# How do i delete my account?



## Guest (Jun 13, 2009)

As title of this post suggests am looking for way of deletion of this profile.Any idea?! :confused1:


----------



## Ser (Aug 10, 2008)

Contact Lorian by pm


----------



## heavyweight (Jan 26, 2009)

Start a new account ?


----------



## Guest (Jun 13, 2009)

karvindm said:


> As title of this post suggests am looking for way of deletion of this profile.Any idea?! :confused1:


Don't leave... You've just made your first post


----------



## Flynnie_Guns (May 27, 2005)

Why do you want to delete it ?


----------



## Ser (Aug 10, 2008)

On lots of sites the user is able to delete their own account, its not like that here, you can abandon your account, it will still be a viable account(this does not stop you creating another account)...but if your intent on deleting then you will have to pm Lorian and ask him to delete you, politely.....or go ape and hope you get banned!    (this will affect you tring to create another account on this site) Hope thats helpful......if it is rep me before you go!!!!(i'm JOKING!!!! feel like i have to state that as some folk have no sense of humour these days)


----------



## Flynnie_Guns (May 27, 2005)

haha rep me before you go, i wish i had said that


----------



## Ser (Aug 10, 2008)




----------



## ManOnAMission (May 1, 2009)

Maybe karvindm is really Kevindm? and he made a mistake?


----------



## evad (Mar 17, 2008)

just get banned by arguing with every person going, it's much more fun

be warned though this may take time, look at me ive been here over a year now


----------



## Guest (Jul 14, 2009)

Very Funny!


----------



## Guest (Jul 14, 2009)

and i don't want to waste time in messing up and getting deleted!


----------



## dixie normus (May 11, 2008)

just change the password to a long random combination of key strokes that you wont be able to remember.

Job as good as done:thumb:


----------



## Robsta (Oct 2, 2005)

if you want your account deleted I can ban it if you really want to.....but you won't be able to create another one......


----------



## Uriel (Oct 14, 2008)

karvindm said:


> and i don't want to waste time in messing up and getting deleted!


No need to waste time mate, we can pm you a couple rubbish UGL's to discuss that'll get you the fvck out of here in seconds:laugh:


----------



## mph (Jul 4, 2009)

karvindm said:


> As title of this post suggests am looking for way of deletion of this profile.Any idea?! :confused1:


I set one up in error which I never use and am using this on instead.
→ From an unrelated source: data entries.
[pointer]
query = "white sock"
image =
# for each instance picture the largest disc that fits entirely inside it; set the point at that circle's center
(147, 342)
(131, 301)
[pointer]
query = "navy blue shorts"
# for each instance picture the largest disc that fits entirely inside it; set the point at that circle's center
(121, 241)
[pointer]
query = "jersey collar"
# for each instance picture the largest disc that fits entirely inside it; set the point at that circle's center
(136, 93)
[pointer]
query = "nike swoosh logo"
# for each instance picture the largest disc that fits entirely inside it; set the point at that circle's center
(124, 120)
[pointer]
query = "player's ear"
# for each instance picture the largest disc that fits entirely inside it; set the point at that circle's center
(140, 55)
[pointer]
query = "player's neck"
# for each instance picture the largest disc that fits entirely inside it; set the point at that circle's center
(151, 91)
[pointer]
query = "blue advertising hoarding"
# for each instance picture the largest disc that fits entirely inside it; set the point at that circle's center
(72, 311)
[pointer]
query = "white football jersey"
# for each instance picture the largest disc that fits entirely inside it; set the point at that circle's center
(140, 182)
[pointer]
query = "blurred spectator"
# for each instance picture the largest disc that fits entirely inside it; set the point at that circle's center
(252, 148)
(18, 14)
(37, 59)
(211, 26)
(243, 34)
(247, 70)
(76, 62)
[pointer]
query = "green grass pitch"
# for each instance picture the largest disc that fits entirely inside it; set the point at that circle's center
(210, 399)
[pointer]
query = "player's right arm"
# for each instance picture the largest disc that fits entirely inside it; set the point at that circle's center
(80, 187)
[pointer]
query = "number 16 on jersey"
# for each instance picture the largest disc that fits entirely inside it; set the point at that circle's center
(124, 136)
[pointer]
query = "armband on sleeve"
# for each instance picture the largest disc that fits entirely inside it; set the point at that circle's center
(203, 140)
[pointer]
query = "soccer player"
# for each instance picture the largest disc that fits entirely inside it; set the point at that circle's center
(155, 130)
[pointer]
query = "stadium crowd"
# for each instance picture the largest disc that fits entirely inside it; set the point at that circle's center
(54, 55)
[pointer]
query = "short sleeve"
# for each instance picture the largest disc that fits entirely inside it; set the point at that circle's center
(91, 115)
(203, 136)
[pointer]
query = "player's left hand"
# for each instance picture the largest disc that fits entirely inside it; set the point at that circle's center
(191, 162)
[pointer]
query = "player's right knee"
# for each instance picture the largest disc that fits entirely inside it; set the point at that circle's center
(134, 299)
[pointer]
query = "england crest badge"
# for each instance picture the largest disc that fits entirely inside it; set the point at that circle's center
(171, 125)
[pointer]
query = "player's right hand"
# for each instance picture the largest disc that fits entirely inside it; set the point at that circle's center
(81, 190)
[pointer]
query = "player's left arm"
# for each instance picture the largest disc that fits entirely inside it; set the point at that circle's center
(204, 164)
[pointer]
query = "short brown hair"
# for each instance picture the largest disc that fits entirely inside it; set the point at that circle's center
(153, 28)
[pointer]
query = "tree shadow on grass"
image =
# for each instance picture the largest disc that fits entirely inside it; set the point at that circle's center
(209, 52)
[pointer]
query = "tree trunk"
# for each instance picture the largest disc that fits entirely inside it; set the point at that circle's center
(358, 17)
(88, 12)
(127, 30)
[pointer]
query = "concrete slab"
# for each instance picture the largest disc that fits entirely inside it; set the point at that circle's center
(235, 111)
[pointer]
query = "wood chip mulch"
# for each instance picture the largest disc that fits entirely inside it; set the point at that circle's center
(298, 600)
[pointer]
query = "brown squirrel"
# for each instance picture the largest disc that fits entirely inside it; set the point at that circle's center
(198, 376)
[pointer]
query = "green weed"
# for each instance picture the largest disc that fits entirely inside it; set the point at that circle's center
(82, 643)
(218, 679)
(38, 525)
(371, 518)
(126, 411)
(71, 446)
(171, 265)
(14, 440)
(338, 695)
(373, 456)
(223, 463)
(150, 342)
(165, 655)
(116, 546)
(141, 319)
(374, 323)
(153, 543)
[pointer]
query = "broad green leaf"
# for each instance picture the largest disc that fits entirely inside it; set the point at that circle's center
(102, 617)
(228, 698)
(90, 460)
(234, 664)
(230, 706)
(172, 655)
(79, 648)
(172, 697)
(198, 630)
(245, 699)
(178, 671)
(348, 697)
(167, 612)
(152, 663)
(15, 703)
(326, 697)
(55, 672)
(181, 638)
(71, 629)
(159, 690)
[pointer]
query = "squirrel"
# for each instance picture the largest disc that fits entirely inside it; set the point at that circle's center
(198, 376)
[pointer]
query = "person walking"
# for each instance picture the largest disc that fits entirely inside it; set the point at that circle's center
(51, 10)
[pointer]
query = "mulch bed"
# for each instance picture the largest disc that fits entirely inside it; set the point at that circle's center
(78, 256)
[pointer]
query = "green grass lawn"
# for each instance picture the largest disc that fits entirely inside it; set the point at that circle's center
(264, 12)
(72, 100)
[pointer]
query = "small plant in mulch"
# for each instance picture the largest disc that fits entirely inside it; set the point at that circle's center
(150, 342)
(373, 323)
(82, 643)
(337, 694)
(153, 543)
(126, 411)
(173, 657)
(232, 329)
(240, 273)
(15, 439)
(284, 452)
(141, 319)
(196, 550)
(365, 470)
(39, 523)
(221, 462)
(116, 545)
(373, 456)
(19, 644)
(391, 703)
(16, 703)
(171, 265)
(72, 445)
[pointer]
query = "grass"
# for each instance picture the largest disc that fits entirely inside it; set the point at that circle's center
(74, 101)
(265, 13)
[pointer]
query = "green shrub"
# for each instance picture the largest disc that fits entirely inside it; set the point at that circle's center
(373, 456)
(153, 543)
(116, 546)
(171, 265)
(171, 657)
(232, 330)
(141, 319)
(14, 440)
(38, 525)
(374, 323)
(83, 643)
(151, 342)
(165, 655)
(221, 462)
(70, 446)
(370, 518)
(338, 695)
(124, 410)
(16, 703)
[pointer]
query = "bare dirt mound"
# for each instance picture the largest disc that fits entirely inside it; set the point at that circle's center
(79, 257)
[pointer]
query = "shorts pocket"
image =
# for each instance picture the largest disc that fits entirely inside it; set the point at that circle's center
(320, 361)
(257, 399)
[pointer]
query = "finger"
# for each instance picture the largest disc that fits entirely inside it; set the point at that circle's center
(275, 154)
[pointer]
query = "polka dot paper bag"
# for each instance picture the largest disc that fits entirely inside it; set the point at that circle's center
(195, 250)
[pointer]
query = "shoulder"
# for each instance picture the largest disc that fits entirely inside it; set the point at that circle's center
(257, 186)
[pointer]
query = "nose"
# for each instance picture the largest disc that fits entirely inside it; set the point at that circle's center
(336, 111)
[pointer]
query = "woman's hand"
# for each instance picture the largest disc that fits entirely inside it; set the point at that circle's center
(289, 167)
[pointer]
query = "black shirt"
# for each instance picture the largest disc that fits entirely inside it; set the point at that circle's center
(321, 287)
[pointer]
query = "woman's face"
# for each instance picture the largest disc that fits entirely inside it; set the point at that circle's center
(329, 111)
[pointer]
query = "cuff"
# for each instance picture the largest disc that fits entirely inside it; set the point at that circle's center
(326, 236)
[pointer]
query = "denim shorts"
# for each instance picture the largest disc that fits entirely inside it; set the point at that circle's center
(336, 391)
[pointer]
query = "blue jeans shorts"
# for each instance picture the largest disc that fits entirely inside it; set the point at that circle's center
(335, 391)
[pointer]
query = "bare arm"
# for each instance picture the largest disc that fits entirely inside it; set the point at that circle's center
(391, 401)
If you have any sensitive information on it just change it and leave it, that's what I did.


----------



## Guest (Sep 18, 2009)

@Robsta

I don't want to get banned only.I want my account to be deleted.And all the posts etc. to be removed and my name removed from users' list.I will be grateful if you could do this for me.


----------



## Kezz (Sep 3, 2007)

what other posts, you have only posted on this thread, lol


----------



## Khaos1436114653 (Aug 28, 2009)

karvindm said:


> @Robsta
> 
> I don't want to get banned only.I want my account to be deleted.And all the posts etc. to be removed and my name removed from users' list.I will be grateful if you could do this for me.


hmmm the plot thickens, i'm gonna put you in friend list cos i aint got any(billy no mates:confused1 and you'll be gone soon anyway:lol: and i've just repped you, you owe me now you can't go:lol: :lol: :lol:


----------



## Sylar (Sep 7, 2008)

Some strange shizz going on here... :laugh:


----------



## Andy Dee (Jun 1, 2008)

Why dont you just leave and forget about the account?


----------



## Lorian (Apr 9, 2003)

Done.

L


----------